When a word is overused it loses its power. Unfortunately one of the most overused words today is “abuse”. This is not to say that abuse is not a problem. Acts of abuse are far too common in our world. The label we use has become generic.
If we expand our vocabulary just a little, we rediscover the word “mistreat”. In my opinion, to mistreat is a more accurate term. Mistreat, as a verb, succinctly describes a harmful action. Mistreatment, as a noun, is still powerful because “treat” is its root word. Mistreat and mistreatment are very precise terms.

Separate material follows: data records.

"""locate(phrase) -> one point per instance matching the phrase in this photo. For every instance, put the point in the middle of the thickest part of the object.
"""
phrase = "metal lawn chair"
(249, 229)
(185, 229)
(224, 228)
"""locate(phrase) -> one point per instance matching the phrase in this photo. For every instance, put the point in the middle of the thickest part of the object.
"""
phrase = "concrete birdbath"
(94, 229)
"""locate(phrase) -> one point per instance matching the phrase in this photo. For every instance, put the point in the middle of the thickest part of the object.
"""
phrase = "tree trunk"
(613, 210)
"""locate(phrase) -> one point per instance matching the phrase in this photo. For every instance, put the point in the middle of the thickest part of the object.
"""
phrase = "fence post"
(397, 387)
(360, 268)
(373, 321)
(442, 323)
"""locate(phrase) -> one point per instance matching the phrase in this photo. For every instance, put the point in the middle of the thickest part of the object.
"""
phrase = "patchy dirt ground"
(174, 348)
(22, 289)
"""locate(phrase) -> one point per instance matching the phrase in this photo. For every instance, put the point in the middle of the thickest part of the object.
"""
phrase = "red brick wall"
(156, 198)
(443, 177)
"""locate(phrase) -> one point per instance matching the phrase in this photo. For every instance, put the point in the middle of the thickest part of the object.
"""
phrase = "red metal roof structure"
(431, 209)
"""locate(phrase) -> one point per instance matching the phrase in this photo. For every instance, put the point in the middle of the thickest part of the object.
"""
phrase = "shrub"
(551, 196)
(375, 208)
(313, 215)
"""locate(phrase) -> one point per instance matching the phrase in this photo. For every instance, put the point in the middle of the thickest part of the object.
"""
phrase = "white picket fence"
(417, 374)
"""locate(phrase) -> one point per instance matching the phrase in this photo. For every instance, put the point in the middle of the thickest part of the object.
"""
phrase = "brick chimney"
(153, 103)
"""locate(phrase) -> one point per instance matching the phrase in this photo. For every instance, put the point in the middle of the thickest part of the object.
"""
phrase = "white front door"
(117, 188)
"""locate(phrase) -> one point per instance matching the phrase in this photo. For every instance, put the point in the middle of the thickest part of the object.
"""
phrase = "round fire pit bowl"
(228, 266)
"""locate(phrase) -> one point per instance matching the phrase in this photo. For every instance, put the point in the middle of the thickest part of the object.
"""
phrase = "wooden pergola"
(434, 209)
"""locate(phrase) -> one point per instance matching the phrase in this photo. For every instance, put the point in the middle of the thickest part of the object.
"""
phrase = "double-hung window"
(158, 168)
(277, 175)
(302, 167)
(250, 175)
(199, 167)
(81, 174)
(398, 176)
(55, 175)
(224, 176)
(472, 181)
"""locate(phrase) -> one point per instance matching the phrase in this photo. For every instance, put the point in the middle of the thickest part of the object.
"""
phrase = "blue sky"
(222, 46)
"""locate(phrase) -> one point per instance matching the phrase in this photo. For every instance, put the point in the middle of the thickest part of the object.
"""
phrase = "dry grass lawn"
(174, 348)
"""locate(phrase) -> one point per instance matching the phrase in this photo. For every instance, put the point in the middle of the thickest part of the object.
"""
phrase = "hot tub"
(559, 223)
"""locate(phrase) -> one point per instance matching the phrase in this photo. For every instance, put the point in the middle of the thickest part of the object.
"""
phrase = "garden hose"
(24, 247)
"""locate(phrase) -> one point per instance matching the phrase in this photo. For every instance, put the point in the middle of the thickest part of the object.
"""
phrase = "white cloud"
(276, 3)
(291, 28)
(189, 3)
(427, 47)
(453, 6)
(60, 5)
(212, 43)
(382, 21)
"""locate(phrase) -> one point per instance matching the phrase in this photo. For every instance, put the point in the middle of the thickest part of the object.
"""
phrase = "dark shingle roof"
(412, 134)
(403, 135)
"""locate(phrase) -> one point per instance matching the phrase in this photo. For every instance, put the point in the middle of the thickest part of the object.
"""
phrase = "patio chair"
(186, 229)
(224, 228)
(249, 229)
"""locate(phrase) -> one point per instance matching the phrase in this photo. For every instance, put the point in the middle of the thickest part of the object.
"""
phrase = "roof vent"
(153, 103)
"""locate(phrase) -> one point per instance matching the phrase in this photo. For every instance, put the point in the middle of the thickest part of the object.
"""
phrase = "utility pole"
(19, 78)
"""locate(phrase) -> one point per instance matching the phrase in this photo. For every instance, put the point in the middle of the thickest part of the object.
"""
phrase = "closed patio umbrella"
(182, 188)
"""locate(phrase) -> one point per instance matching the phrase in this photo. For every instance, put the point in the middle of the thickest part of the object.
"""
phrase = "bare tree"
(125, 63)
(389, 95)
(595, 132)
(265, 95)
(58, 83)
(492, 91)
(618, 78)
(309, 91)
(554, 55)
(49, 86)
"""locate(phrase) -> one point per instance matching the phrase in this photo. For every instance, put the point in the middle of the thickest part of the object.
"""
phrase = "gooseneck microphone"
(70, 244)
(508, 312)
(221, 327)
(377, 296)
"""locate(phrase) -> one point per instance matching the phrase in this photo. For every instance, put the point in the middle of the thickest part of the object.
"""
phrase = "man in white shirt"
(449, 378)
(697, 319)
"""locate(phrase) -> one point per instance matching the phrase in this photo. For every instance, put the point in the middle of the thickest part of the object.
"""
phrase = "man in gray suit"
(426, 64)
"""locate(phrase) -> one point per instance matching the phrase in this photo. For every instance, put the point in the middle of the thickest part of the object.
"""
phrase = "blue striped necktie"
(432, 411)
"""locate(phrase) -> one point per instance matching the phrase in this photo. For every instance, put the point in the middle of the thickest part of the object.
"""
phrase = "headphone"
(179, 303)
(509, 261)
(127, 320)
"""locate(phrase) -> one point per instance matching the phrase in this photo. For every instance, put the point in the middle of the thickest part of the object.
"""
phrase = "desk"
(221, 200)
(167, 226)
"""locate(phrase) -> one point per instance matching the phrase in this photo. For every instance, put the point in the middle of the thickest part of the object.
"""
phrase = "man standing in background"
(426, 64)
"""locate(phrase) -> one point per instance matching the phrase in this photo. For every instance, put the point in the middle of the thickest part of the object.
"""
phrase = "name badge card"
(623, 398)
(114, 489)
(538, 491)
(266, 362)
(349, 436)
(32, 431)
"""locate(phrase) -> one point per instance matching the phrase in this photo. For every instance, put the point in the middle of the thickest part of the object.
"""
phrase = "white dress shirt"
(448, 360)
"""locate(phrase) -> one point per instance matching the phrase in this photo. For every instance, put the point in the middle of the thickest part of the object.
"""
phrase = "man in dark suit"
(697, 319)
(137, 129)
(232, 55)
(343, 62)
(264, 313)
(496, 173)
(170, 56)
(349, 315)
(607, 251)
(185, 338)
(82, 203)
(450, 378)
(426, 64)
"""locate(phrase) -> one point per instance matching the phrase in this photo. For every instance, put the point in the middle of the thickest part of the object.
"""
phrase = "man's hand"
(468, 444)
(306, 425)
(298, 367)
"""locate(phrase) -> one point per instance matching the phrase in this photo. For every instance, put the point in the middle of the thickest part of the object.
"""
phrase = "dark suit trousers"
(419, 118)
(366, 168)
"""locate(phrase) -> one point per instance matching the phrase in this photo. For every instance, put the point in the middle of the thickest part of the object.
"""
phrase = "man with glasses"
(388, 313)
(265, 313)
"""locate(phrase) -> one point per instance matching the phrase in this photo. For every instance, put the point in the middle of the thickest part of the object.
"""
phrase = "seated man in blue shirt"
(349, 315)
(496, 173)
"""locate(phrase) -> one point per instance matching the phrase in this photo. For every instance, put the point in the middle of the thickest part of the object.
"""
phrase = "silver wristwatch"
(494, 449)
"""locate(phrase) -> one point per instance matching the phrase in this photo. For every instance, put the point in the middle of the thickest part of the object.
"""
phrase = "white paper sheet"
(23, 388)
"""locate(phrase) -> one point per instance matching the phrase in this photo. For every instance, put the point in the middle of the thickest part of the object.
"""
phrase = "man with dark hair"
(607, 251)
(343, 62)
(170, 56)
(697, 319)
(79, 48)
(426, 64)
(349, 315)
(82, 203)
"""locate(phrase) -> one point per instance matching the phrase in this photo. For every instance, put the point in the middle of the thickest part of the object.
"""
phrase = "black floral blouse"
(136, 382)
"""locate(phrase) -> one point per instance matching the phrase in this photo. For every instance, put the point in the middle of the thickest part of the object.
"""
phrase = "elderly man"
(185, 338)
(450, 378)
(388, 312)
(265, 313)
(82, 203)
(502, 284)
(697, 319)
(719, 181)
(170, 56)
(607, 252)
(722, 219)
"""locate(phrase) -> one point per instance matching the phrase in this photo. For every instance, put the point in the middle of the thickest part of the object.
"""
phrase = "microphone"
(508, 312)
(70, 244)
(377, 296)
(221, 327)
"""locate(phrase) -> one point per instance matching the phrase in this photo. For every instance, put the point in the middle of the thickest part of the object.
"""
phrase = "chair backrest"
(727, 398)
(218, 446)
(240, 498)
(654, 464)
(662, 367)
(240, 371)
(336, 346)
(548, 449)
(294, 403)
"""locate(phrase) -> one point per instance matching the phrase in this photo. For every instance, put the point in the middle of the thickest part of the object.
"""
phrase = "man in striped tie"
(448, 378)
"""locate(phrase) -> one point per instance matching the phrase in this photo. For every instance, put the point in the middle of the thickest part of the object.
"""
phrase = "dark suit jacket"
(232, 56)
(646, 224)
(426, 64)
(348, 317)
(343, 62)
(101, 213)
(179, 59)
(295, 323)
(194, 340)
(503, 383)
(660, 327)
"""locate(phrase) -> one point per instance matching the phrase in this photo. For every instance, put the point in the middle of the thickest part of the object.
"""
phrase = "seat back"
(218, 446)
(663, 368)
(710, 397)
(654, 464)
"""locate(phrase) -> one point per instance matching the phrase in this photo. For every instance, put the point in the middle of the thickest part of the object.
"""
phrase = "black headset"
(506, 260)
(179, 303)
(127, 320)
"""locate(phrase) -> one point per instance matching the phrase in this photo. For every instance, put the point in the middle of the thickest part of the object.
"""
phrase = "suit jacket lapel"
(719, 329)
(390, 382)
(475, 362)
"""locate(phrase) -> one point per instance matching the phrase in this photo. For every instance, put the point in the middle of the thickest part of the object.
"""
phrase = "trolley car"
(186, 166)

For instance, there is the global problem of child abuse. We encounter the term so often that society has become numb about it. When we want to put a fine point on this terrible problem, we can use the more precise phrase, “mistreatment of children”. This wording focuses on how children are sometimes treated by parents and authority figures. This semantic adjustment causes our minds to view this unfortunate situation in a new light.
The statement, “Democracy must be based on open societies, otherwise there will be abuse of minorities” is generic. If we substitute abuse with a more powerful, exact word, we might write, “Democracy must be based on open societies, otherwise there will be subjugation of minorities.” The second wording describes the situation more accurately.
We might say, “Nobody should be abused because of who they are.” To make our statement more profound we can reword it as, “Nobody should be mistreated or harassed because of who they are.”
So, social warriors can become more effective when we adopt more powerful, exact terminology. There is a place for generic words in general conversation. However, when we use exact wording, our messages become more focused and effective.